Buffett has had a long and strong fascination with businesses he has described as having the characteristics of a toll road — ones that collect a small slice of an industry's overall revenues, usually in return for providing some crucial service with high barriers to entry, such as moving oil and gas via pipeline.

And with all major U.S. infrastructure projects almost automatically the target of opposition from one lobby or another, analysts view it as unlikely that any additional major energy pipelines will be coming online anytime soon.

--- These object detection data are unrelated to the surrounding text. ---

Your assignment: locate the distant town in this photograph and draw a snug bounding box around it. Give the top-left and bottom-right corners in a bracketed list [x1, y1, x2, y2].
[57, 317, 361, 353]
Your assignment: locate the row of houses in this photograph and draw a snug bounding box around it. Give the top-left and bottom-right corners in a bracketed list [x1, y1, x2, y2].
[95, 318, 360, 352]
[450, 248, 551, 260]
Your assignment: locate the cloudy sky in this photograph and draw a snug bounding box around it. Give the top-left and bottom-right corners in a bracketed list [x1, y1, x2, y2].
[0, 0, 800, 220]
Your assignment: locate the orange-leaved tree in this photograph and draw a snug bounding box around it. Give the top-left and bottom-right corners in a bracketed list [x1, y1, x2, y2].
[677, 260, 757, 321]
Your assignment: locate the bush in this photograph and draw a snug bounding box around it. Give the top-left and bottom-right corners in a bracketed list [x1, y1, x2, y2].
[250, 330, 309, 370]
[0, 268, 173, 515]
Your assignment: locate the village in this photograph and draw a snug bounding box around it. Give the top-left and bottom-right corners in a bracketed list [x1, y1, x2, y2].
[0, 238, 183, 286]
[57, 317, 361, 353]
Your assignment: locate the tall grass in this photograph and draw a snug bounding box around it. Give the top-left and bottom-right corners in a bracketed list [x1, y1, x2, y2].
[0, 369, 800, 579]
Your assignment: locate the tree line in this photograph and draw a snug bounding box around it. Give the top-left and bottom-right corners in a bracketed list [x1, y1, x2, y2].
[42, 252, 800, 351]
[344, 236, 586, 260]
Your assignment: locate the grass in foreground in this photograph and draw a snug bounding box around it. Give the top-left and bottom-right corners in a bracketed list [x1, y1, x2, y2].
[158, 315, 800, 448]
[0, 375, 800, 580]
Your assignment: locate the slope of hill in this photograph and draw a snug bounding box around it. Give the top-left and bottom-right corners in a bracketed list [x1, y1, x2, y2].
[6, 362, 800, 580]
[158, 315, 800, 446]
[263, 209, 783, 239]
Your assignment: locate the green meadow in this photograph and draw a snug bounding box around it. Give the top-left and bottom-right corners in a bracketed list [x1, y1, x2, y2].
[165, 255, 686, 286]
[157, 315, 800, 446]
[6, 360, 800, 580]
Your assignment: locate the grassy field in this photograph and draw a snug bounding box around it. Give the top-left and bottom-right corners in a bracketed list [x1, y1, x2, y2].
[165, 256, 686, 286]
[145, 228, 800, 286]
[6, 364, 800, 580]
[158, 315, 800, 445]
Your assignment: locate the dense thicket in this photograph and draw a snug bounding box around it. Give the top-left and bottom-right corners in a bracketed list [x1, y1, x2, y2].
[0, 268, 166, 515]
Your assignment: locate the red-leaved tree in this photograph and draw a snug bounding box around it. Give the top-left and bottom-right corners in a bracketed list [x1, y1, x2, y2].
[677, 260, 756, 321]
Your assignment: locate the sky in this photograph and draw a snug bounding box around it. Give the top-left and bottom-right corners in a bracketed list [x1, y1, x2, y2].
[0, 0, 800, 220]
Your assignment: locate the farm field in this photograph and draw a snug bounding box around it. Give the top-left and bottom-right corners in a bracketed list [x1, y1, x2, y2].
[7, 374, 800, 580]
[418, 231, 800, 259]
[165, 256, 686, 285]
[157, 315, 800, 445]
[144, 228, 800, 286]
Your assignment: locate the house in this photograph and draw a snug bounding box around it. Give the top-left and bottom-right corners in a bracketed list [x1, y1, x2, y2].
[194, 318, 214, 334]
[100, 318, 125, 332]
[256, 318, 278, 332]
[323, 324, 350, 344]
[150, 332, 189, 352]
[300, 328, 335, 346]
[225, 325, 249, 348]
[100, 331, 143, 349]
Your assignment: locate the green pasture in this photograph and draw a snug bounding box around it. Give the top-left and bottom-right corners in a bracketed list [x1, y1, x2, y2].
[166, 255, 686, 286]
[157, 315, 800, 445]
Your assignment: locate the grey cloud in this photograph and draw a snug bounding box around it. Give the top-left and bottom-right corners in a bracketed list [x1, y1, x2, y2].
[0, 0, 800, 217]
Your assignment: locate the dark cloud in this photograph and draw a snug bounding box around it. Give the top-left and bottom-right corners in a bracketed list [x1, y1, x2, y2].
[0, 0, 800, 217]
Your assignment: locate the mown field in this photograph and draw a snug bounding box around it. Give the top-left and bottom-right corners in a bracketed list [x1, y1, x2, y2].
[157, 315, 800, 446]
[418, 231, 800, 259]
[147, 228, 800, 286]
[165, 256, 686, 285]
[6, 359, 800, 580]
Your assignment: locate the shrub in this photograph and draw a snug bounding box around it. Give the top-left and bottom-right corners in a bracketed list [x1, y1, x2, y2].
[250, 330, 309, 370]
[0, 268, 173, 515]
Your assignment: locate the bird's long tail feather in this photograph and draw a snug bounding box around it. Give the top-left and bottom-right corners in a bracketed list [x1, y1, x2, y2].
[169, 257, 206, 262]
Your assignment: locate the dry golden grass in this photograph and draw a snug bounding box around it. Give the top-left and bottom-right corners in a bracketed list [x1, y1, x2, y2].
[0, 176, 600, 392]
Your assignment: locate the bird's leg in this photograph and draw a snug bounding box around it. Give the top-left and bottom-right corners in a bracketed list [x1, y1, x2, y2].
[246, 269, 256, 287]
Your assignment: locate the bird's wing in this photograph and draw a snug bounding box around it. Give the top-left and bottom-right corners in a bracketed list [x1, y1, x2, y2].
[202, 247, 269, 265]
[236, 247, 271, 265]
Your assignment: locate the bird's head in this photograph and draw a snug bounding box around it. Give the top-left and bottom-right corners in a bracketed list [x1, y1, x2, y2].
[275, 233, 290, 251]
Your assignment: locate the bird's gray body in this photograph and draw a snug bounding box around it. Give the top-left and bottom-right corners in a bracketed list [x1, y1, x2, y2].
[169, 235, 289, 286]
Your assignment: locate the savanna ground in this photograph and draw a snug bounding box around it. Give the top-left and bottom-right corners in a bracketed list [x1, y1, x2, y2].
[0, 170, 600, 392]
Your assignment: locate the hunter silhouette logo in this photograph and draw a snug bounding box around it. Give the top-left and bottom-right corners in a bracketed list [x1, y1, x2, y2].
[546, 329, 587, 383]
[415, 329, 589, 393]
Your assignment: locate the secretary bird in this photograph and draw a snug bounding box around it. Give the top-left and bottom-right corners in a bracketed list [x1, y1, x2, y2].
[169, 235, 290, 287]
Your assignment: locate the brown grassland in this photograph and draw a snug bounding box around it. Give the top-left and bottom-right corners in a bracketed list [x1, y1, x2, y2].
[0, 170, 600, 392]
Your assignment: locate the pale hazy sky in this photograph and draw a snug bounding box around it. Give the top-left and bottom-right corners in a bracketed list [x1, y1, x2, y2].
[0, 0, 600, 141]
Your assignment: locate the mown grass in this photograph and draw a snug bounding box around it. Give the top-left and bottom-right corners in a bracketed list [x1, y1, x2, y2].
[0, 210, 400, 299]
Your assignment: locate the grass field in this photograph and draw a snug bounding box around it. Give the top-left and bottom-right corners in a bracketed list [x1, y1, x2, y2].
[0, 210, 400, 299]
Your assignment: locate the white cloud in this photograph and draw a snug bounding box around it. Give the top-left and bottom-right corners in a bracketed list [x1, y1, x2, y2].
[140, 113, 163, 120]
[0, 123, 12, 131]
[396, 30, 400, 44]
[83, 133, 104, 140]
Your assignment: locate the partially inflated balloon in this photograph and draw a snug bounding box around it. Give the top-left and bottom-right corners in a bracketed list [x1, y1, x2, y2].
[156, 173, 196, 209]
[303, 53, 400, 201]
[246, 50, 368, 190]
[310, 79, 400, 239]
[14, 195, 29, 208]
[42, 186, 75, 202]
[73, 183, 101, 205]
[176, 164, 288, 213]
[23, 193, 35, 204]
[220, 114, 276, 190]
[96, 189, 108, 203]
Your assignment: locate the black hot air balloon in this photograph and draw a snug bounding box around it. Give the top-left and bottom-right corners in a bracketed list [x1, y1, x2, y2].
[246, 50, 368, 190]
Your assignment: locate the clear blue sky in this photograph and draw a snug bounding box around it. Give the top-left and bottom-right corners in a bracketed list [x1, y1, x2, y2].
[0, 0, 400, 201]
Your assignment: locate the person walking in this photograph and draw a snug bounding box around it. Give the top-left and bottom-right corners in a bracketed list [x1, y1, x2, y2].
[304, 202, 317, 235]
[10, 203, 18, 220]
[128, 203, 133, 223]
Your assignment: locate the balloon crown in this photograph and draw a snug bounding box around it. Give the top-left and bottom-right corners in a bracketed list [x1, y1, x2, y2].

"Kinder Morgan fits Warren Buffett's toll bridge model," said David Kass, a business professor at the University of Maryland and owner of Class B Berkshire shares. "The concept of owning a toll is appealing because generally there is no alternative, which forces people to pay the toll. Or, if there is an alternative, it is less appealing."

At one point in its long history, the concept at Berkshire Hathaway was tested with an actual toll bridge. In the late 1970s, Berkshire Hathaway bought a 25 percent stake in the company that owned the Ambassador Bridge, the most valuable highway crossing between the United States and Canada, situated near Detroit. It was seen as a gold mine — basically unregulated as to rates, a major public infrastructure asset in private hands, carrying 25 percent of annual trade between the two largest trading partners in the world.

According to the Berkshire Hathaway corporate biography "Of Permanent Value," by author Andy Kilpatrick, the Detroit International Bridge Co. in 1976 earned 31 cents of net income for every dollar in sales, tops among constituents of the Dow Jones industrials. Berkshire Hathaway Vice Chairman Charlie Munger said at the time: "I can't imagine a more secure investment than that bridge."

Berkshire eventually lost out on its attempts to control the bridge outright. But toll bridge concepts have always been strong at the company.

Until the early 1980s, major advertising agencies Interpublic and Ogilvy & Mather were major parts of Berkshire's stock portfolio, described by Buffett as a form of toll road, ad agencies collecting a small portion of the retail price of each automobile, box of cookies and package of ballpoint pens sold by major consumer-brands manufacturers.

And so it is with oil and gas pipelines, of which Berkshire Hathaway is already an owner, controlling Omaha-based Northern Natural Gas and Salt Lake City's Kern River Gas Transmission through its 90 percent stake in Berkshire Hathaway Energy.

In 2014, the two Berkshire-owned pipelines combined to earn almost $400 million — right about what Berkshire just paid to take the large stake in publicly traded Kinder Morgan.

Of course, owning wholly controlled operating companies is now the main business at Berkshire Hathaway, as opposed to owning shares in other publicly traded firms. Put another way, the market value of all of Berkshire's common stocks in 2000 was $38 billion, while operating earnings from owned subsidiaries such as See's Candies were $3.3 billion.

Fast forward to 2014, and the value of the stock portfolio had swollen to $117 billion. But operating earnings from owned subsidiaries, which by then included BNSF Railway, were almost $20 billion.

So while the value of the stocks rose roughly threefold, the contribution of the owned businesses increased six fold.

Others, too, have come to the Berkshire thesis on Kinder Morgan, seeing the company as a cash-generating toll bridge not too awfully concerned with what the underlying commodity is selling for.

"Hard to see much downside from here, no matter what happens in energy markets," wrote analysts for Credit Suisse last month in a research note, upgrading their rating from "hold" to "buy," with the expectation shares will reach $20 each. They closed Friday at $17.38 each on the New York Stock Exchange.

If Berkshire bought its Kinder Morgan shares for somewhere around $20 each, territory the stock hit in December, the Buffett-led company would book an unrealized capital gain of about $663 million if the shares return to their 2015 high of about $45. The Omaha World-Herald is owned by Berkshire Hathaway Inc.